At the LSO I take a big classical piece and help kids understand it. I have to try and tell them everything there is to know about Mahler’s 9th Symphony, for example, so that they’re interested enough to listen to it for 90 minutes. I have to simplify it. I say things like: “The trombones sound like dad when he’s angry.”

You start to realise that music’s actually quite simple. My music has become more pleasant and tuneful. You start to realise when you’re with kids that they want a tune. My education work has revolutionised the way I write music.

Name: Diane Samuels

Job: Playwright and writer in residence at Grafton Primary School, north London

People are taught to think before they write, but no writer works like that. You discover writing through writing, so what you need to do is develop a method and practise. It’s the same as swimming - you just get in the water. It’s just like doing yoga, music, or athletics. What’s fascinating is that the way writing is always taught debilitates people and they often have a very difficult relationship with it.
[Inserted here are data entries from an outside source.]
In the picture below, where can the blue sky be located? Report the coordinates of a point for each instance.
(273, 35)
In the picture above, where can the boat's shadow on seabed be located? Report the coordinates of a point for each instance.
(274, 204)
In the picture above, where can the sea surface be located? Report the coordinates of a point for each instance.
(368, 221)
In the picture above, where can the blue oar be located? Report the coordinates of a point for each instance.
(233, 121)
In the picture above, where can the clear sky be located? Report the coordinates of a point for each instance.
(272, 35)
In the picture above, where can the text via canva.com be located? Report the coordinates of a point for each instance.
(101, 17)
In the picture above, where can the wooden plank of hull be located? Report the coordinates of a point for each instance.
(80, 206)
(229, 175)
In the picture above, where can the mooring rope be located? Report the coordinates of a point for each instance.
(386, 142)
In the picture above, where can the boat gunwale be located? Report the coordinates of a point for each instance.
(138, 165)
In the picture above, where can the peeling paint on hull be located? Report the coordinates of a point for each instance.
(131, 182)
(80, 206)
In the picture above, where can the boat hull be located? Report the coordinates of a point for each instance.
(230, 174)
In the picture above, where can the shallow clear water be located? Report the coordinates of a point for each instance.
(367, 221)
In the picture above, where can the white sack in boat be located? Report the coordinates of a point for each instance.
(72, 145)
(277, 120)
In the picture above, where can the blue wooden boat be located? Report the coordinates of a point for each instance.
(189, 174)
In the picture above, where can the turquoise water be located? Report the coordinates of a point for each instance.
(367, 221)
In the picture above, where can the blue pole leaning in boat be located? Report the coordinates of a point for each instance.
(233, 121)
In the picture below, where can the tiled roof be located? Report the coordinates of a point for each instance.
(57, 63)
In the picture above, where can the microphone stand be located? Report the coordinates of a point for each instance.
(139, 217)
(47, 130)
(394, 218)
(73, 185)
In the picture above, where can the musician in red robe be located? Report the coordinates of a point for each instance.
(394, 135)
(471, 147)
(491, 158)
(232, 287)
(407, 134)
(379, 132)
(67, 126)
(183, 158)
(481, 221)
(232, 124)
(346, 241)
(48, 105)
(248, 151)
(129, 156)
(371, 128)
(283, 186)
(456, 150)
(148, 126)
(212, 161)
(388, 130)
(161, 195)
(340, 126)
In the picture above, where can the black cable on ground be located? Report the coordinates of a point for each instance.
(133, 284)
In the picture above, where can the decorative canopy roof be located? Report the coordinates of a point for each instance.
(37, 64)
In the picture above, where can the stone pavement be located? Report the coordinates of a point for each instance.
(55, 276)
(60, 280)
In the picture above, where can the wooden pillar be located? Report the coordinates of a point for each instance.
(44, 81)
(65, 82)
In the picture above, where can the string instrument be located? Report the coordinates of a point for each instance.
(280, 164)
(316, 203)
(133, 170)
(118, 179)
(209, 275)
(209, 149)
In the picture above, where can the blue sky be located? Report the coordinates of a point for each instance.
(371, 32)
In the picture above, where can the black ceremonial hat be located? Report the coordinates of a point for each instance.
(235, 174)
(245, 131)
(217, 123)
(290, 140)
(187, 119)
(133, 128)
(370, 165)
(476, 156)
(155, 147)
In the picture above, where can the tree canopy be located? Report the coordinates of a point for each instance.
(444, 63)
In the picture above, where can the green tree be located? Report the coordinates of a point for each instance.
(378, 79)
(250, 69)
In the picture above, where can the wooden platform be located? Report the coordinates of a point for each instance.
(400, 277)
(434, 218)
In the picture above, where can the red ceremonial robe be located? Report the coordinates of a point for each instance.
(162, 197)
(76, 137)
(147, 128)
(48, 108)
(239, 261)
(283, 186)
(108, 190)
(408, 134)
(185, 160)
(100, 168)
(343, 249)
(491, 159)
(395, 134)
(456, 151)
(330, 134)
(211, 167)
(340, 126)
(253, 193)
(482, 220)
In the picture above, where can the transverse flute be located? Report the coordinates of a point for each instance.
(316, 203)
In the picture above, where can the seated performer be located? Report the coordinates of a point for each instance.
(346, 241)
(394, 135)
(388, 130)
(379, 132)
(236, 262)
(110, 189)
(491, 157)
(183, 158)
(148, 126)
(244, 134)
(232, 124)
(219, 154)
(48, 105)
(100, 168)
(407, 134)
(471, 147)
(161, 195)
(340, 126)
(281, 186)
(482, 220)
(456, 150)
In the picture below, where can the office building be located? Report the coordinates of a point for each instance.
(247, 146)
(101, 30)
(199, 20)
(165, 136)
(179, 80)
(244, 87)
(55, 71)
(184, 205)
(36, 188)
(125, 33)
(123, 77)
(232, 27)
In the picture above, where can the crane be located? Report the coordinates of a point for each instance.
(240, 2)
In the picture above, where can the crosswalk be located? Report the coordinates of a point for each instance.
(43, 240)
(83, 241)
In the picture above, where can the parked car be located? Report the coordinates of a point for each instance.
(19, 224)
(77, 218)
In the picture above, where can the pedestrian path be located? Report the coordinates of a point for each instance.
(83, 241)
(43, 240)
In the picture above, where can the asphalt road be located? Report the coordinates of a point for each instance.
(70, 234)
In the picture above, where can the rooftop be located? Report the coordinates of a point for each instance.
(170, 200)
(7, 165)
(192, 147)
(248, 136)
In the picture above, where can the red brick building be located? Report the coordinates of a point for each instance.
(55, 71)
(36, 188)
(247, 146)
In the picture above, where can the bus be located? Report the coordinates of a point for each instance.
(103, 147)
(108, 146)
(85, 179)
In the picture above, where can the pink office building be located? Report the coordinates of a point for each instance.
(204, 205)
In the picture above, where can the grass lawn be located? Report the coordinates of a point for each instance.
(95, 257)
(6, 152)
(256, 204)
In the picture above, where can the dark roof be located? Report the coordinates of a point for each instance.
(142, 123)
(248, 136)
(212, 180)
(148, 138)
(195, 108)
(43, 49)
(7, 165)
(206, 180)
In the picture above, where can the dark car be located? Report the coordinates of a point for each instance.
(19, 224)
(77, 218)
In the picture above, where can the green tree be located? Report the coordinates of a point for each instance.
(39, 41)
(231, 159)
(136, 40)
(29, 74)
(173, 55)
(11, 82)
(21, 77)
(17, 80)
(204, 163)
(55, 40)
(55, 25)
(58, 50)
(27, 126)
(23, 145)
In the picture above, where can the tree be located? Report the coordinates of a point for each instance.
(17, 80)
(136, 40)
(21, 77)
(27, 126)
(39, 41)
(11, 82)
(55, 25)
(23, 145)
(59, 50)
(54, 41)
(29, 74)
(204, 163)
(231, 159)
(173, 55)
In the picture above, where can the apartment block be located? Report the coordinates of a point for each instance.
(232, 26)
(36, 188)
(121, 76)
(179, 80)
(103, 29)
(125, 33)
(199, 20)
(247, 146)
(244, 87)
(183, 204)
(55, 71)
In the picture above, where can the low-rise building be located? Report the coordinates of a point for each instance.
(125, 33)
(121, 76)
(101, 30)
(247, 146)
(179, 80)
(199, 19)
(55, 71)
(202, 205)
I run writers’ groups and am a fellow at Westminster University, and every single person who comes into my room has become stuck because of the way they have been taught to write. I think it blocks them in every area of learning. It also makes learning self-conscious, and learning is about being able to make mistakes and being inquisitive. It’s great to work with kids because they don’t have that, and they won’t have those difficulties later on.

I started out as a drama teacher in Hackney in the 1980s, and did that for about five years. I enjoyed working with the kids, but I didn’t like the schools. It was just too restrictive and the secondary curriculum was too small.

I go in to Grafton Primary one day a week and each term I work with a different year group. I also work with a gifted and talented group who are at key stage 2. The way writing works and the way literacy works is different. I give them a writer’s notebook that no one marks or corrects - it’s purely for them. Children who usually won’t write anything end up writing pages and pages. I show them how to do free writing and guide them to use their voices.

It affects their literacy standards so much that the school has an outstanding Ofsted. What I do goes beyond the curriculum, I’m creating confident writers who can effectively deal with writing tasks. The head employs me directly because she realises it helps the children’s all round skills.

Children are underestimated in the education system. The work I do stretches them beyond what is expected.

The teachers also write with the pupils and develop their own skills. They read out what they’ve written. Recently, a Year 4 teacher read out her piece and the class burst into applause because it was so lovely.

A lot of theatres in London have great outreach programmes and for a lot of kids, the only way they have access to culture is through school. We took Years 5 and 6 to the National Gallery last year and they loved it. Working with children means that you have to be on your toes all the time. This encourages me to be more experimental and I’m thinking of writing a play that is based on my work as a teacher in schools.

What I do now is great because I can pursue my writing and connect with various institutions. I care very much about my teaching and it informs my writing.

The challenge for teachers is to keep alive the spirit and act of learning within the restrictions of administration and the curriculum. Many of the teachers I’ve worked with are skilled people with loads of ideas and inspiration. Most teachers say to me that children aren’t the problem - it’s the structures.